Паллантид поднял меч, и сир Лайональ поспешно пискнул:
– Я все расскажу, все, о могучий и блистательный! – Он судорожно сглотнул и зачастил: – Видишь ли, государь, есть у моей супруги одно простенькое ожерелье из алмазов… Совсем простенькое, из сорока вендийских камней, но самое любимое! Она так любит его, так любит! И вдруг… о, вдруг!.. – койфит прикрыл физиономию ладонью, сквозь пальцы поглядывая на короля, и утробно замычал – похоже, в знак непреходящих страданий своей супруги. Конан отреагировал на это чувствительным пинком, и сир Лайональ, мгновенно справившись с печалью, продолжал: – В одно прекрасное утро… О, конечно, для нас оно было вовсе не прекрасным… В одно проклятое утро хищный ворон пал с небес на мою супругу и клюнул нитку алмазов! Они рассыпались! Рассыпались, государь! Мы начали собирать камни, и при этом так стенали, так стенали… Особенно Джеммальдина, моя супруга! Увы! Один алмаз так и не нашелся! И вот я решил… решил…
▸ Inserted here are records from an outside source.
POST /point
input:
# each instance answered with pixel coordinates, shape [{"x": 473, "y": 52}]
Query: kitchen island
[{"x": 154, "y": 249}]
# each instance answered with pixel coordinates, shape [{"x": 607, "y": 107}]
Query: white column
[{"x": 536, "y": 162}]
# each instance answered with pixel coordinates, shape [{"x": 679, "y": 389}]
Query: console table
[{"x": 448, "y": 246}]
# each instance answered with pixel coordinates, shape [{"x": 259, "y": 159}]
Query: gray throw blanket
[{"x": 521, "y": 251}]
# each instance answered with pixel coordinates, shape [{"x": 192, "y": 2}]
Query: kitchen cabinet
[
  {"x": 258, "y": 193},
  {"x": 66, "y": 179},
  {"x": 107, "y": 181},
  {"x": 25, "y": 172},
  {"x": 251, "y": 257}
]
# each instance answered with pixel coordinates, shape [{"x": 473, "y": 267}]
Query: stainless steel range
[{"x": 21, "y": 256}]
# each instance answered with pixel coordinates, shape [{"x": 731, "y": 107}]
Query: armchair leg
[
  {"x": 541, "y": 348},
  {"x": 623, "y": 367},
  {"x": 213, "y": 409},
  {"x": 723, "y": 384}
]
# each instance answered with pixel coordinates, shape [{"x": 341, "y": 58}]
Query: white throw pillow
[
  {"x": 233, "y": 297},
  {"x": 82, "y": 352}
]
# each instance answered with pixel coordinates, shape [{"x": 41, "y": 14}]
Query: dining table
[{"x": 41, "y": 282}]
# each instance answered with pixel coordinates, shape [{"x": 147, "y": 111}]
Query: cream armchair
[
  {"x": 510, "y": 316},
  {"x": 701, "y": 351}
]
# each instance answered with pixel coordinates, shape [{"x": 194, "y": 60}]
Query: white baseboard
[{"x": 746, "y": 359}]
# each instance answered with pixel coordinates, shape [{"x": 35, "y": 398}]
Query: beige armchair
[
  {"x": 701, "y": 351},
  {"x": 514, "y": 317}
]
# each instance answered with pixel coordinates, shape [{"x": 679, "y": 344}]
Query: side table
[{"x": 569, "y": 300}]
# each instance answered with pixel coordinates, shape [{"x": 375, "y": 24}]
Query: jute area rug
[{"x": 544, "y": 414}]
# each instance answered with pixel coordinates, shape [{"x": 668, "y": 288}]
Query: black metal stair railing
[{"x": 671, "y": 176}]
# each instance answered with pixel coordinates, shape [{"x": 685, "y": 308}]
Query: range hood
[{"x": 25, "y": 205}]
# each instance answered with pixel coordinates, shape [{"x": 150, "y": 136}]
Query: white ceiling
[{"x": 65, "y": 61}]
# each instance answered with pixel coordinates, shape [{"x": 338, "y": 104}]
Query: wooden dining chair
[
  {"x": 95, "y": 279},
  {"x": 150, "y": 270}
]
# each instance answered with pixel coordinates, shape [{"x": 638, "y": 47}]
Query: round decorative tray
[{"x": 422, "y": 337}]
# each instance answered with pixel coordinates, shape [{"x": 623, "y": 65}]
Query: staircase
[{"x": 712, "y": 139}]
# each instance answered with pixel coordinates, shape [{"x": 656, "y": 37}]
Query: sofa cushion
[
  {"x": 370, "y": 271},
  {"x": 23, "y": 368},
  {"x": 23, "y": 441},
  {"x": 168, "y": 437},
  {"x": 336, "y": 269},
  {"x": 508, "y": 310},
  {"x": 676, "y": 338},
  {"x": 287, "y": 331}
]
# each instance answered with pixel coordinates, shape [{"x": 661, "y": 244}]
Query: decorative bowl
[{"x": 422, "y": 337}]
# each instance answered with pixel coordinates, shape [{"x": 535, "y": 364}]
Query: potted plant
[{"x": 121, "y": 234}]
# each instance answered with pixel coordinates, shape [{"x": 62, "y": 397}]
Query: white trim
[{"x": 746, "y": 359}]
– Ты решил, что моя сокровищница – ювелирная лавка! – прорычал король. Лайональ повалился ему в ноги, стукаясь лбом об пол – точь в точь, как Минь Сао, кхитайский посол. Но речи кхитайца – по крайней мере, те, что доводилось слышать Конану, – были разумны, а это койфитское отродье несло всякую чушь. Конан снова пнул его ногой в тяжелом сапоге и склонился над Лайоналем, всматриваясь в его потное лицо. – Ну, и какой же камень ты хотел взять? Говори, ублюдок!
– Од-дин… т-только од-дин кам-меш-шек… – заикаясь, пробормотал койфит.
– Вот этот? – указал Конан на тускло поблескивавшее в полумраке Сердце Аримана.
– Во-он т-тот, – кивнул посол на раскрытую шкатулку и рассыпанные по полу самоцветы.
– Врешь! – мощной рукой король ухватил койфита за шиворот. – Ну-ка, покажи, что у тебя здесь!
Он с легкостью приподнял сира Лайонеля и вытащил из-под его тощего зада сверток. Затем, отбросив койфитского посла под ноги Паллантиду, Конан развернул синюю шелковую ткань.
И содрогнулся!
На широкой его ладони лежал превосходный рубин, самый что ни на есть настоящий – это киммерийцу было ясно с первого взгляда. И с первого же взгляда он понял, что рубин сей – точная копия его талисмана. Все совпадало, все, до мельчайшей подробности и грани! Словно перед глазами мастера, вырезавшего этот багровый шар, сияло истинное Сердце бога, великое сокровище Аквилонии!
Все мысли разом вылетели у Конана из головы. Он собирался о многом порасспросить койфита, и прежде всего – о черном лотосе и сломанных замках; он был уверен, что и без помощи Хриса, палача, добьется нужных ответов – ведь рядом стоял Паллантид с факелом и мечом. Огонь и сталь выжмут из этого койфитского отродья правду! Истину, а не дурацкие сказки об ожерелье Джеммальдины, его супруги!
Но сейчас он позабыл и о лотосе, и о проржавевших запорах, и о глупых историях сира Лайоналя; он глядел на камень, на подделанный амулет, и гнев огненной тучей вздымался в груди, а лицо наливалось кровью. Паллантид, не выпуская из рук клинка и факела, отступил на шаг – видно решил, что король выхватит сейчас меч и располосует койфита от плеча до бедра. Но Конан лишь швырнул подделку в сторону и обеими руками вцепился в ворот посла.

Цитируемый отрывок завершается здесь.